Citizen developers with low-code
Although citizen developers provide an effective solution for reducing IT backlog and improving development turnaround times, you can’t expect every citizen developer to have the same education and experience as a professional developer. As such, a successful strategy means providing citizen developers with the low-code application tools, capable of bridging the IT experience gap. Templates, code libraries, pre-built integrations, etc. improve productivity, giving your citizen developers the resources they need to create powerful business applications.
Many applications may demand input and effort for both kinds of developers. As such, working within a platform that allows for increased collaboration between professional developers and low-code citizen developers helps ensure that the more complex elements are in the hands of those best qualified to address them, while still allowing citizen developers to handle less complex issues using low-code resources.
ServiceNow citizen development tools
ServiceNow offers a series of citizen development tools, from low code to no code.
APP Engine Studio and Templates
APP Engine provides a single location where citizen developers can collaborate, compose customized workspaces, and implement automation features, using simple, visual interfaces. Use templates and best-practice designs to hit the ground running.
Flow Designer is a single interface for developing and testing flows while using natural language to describe flow logic. Use this tool to add workflows to custom applications, reduce the need for custom scripts, and operate alongside IntegrationHub.
Process Automation Designer
An advanced enterprise application development platform, Process Automation Designer uses no-code playbooks, built-in third-party integrations, and assigned triggers to deliver faster, more efficient workflows.
Easily create end-to-end digital workflows to automate processes across silos, systems, or departments.
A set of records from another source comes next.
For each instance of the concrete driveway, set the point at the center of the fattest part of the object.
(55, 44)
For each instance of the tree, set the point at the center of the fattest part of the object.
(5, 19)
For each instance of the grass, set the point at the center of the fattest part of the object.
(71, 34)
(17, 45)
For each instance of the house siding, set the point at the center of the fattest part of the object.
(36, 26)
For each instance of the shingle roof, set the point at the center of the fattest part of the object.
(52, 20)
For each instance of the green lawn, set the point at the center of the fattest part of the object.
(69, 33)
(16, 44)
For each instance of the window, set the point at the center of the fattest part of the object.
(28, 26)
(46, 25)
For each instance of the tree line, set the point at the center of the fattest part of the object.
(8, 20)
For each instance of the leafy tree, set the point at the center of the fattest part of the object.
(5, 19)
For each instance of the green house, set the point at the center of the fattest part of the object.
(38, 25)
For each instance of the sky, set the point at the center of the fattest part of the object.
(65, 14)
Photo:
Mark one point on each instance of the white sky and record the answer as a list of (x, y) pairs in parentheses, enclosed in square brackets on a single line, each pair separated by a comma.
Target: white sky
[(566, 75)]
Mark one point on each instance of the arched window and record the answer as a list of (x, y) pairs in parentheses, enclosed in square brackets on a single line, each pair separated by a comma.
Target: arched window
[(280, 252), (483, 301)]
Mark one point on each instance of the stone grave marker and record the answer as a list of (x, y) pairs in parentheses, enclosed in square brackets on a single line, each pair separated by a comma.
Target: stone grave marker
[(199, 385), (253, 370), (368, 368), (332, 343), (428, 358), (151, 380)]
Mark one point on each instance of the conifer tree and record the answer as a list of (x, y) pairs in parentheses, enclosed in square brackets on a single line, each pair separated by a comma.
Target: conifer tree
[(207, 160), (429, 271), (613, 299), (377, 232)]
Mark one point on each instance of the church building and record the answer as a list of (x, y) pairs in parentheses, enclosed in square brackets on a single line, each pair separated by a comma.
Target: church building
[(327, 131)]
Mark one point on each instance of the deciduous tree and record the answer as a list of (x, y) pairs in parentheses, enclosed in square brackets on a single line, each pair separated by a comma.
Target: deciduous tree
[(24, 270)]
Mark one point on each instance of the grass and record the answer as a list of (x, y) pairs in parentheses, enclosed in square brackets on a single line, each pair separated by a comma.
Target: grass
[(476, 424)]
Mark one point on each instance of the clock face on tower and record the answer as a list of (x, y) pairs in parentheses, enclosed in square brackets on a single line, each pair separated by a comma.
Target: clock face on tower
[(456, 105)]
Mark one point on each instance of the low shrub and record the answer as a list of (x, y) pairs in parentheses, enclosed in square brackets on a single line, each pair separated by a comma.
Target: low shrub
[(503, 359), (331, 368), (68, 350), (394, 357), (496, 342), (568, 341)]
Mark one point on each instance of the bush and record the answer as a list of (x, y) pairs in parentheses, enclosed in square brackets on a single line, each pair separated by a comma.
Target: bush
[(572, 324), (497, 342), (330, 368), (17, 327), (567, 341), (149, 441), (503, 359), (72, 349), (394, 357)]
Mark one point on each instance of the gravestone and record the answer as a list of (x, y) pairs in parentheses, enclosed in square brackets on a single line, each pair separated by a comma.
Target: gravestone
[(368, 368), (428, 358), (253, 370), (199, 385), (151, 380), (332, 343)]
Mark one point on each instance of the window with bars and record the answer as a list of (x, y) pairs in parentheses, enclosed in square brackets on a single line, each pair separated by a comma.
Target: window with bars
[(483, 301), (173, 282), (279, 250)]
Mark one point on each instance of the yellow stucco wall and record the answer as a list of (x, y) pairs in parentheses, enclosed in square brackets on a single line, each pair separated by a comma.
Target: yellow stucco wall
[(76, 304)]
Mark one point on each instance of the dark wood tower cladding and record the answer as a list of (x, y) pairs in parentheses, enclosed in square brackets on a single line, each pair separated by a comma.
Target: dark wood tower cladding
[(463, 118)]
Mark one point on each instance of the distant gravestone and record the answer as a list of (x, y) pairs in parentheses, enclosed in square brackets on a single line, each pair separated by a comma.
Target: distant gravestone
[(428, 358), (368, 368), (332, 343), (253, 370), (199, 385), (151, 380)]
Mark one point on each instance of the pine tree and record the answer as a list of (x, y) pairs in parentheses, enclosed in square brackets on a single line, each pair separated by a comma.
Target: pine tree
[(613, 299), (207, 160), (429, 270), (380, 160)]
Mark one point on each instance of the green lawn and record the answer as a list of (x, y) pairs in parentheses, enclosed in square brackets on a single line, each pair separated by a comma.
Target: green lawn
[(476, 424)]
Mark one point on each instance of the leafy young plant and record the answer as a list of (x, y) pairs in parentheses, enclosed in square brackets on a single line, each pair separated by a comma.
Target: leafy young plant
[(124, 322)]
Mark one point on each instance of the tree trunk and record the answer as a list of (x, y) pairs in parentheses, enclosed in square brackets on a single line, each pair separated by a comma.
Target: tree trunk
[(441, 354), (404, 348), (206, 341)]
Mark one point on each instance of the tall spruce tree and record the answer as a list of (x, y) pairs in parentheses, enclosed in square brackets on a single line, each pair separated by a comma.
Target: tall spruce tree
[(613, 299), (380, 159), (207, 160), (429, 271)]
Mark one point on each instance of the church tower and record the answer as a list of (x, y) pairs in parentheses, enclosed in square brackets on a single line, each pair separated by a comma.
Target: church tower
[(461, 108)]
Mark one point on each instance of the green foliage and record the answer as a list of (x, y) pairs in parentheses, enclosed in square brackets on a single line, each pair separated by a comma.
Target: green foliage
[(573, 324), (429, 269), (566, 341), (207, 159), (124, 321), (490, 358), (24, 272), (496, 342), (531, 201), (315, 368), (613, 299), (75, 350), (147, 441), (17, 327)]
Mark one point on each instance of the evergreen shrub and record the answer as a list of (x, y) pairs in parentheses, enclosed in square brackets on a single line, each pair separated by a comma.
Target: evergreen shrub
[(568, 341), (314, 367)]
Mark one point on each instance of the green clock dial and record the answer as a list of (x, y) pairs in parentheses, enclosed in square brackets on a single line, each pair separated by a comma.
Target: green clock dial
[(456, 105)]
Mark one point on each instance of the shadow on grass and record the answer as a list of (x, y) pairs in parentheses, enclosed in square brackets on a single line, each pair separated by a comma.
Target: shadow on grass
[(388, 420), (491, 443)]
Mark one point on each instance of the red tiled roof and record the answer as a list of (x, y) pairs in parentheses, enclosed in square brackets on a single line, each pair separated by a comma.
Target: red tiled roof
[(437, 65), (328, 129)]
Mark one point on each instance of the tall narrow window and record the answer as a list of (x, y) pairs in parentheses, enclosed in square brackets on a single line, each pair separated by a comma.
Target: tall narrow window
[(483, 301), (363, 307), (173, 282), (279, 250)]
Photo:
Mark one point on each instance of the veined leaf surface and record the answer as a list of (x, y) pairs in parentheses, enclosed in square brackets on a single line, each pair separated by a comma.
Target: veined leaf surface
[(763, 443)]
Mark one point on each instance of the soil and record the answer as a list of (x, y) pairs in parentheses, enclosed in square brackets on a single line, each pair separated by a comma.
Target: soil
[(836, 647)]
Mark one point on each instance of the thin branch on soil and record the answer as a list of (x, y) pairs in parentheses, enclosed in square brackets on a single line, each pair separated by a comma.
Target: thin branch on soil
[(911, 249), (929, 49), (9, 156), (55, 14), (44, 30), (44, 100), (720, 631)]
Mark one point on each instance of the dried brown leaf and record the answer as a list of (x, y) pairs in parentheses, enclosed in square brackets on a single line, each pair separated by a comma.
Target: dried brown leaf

Integration Hub uses application-specific sets of automation actions and subflows called “spokes” to simplify integrations and empower developers at any experience level with reliable no-code automation.
An AI-enhanced chatbot, Virtual Agent incorporates the NLU Workbench. This allows citizen developers to easily define intents, map entities, and create advanced no-code models.
Enhance your workflows and automate repetitive tasks using advanced machine learning. No-code, pre-built templates make implementing predictive intelligence easy.
ServiceNow Performance Analytics uses purpose-built KPIs and dashboards, automated alerts, and real-time information to help subject matter experts and stakeholders prioritize resources, anticipate trends, and get the most out of automation and self-service solutions.
Citizen developers for COVID-19
The global impact of the Coronavirus pandemic is difficult to understate. In terms of application development, the shift from in-office to at-home work has made low-code development tools all the more relevant. Platforms promoting improved collaboration and increased application output are helping recreate the formal development processes that may have fallen into disuse during the transition.
More than that, citizen development is allowing organizations to better address the organizational challenges that come with remote and hybrid workforces. By expanding development responsibilities beyond professional developers, businesses can effectively lessen the load on overwhelmed IT teams. At the same time, the near-universal need for immediate solutions has helped incentivize many industries that have been slow to implement low-code solutions in the past. The end result is a new IT landscape where citizen development is quickly becoming the standard. This landscape may well perpetuate long after the COVID-19 crisis has passed.